How do you suppose the folks that keep Troll Co’s website running feel about this? Instead of alienated, I would hazard a guess they feel similar to me in my current work situation: circumstances I am dubbing “light blue” collar.
Today, I work at Output. Yes, I work at a desk and stare at a screen all day. No, I don’t worry about bashing my finger with a hammer and enjoying seven weeks of subungual hematoma. But! My team has an on-call rotation in case stuff blows up in the middle of the night. Our tools are kept in dotfiles, not pickup trucks. Half of us ride motorcycles. We’re in Zoom but wearing baseball caps and talking smack.
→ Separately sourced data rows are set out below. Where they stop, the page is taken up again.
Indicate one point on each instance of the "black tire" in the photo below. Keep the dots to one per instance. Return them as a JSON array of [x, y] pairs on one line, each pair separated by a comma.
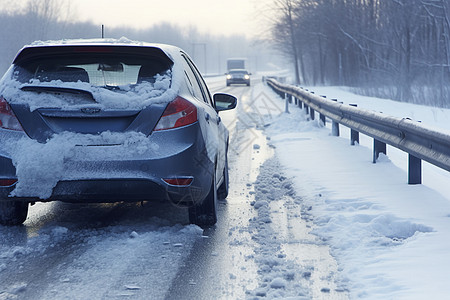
[[13, 212], [205, 214], [222, 191]]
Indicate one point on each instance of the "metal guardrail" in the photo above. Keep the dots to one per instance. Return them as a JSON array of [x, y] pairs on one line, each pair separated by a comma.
[[418, 140]]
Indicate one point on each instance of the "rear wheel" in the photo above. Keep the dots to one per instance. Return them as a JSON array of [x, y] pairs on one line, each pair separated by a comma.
[[205, 214], [13, 212]]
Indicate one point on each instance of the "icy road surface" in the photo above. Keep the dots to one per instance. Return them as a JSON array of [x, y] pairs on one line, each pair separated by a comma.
[[261, 247]]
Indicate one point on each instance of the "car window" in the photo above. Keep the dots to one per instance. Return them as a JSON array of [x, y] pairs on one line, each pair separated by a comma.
[[196, 89], [204, 90], [98, 71]]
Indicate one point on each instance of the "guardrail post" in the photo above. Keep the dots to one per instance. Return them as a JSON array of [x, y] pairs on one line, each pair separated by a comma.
[[334, 128], [414, 170], [286, 110], [378, 147], [354, 135], [322, 119]]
And my sleeves are no longer a professional liability.
Only upon returning to this “light blue” world did I recognize the strange species of self-contempt I harbored during my white collar days, the subliminal shame, the subconscious guilt. It burrowed deeper and deeper every time I went to the cleaners to retrieve my fast fashion costumes.
Had I betrayed my roots pursuing a white collar profession? How much do roots even matter? This is what I was supposed to do, right? This is success?
This is yet another example of how the neoliberal incarnation of the “American Dream” has lead us astray. White collar jobs depend on the blue collar foundations, both literal and figurative. College is positioned as the de facto destination after high school while the trades are stigmatized a septic tank for the fuck ups. (I have a phantom memories of authority figures threatening I may “wind up” a tradesman if I didn’t get better grades.) Absent this indoctrination, I am certain I would have pursued a radically different career path.
While I disagree with Troll Co’s politics (they made a “Make Trolls Great Again” hat) I do agree with this:
There are a lot of hard-working men and women in the trades right now, but they are not being replaced fast enough with skilled young people. It’s time to change the mindset that being in the trades is less important than a doctor or lawyer. Support and encourage blue collar jobs; don’t steer our young people away from them.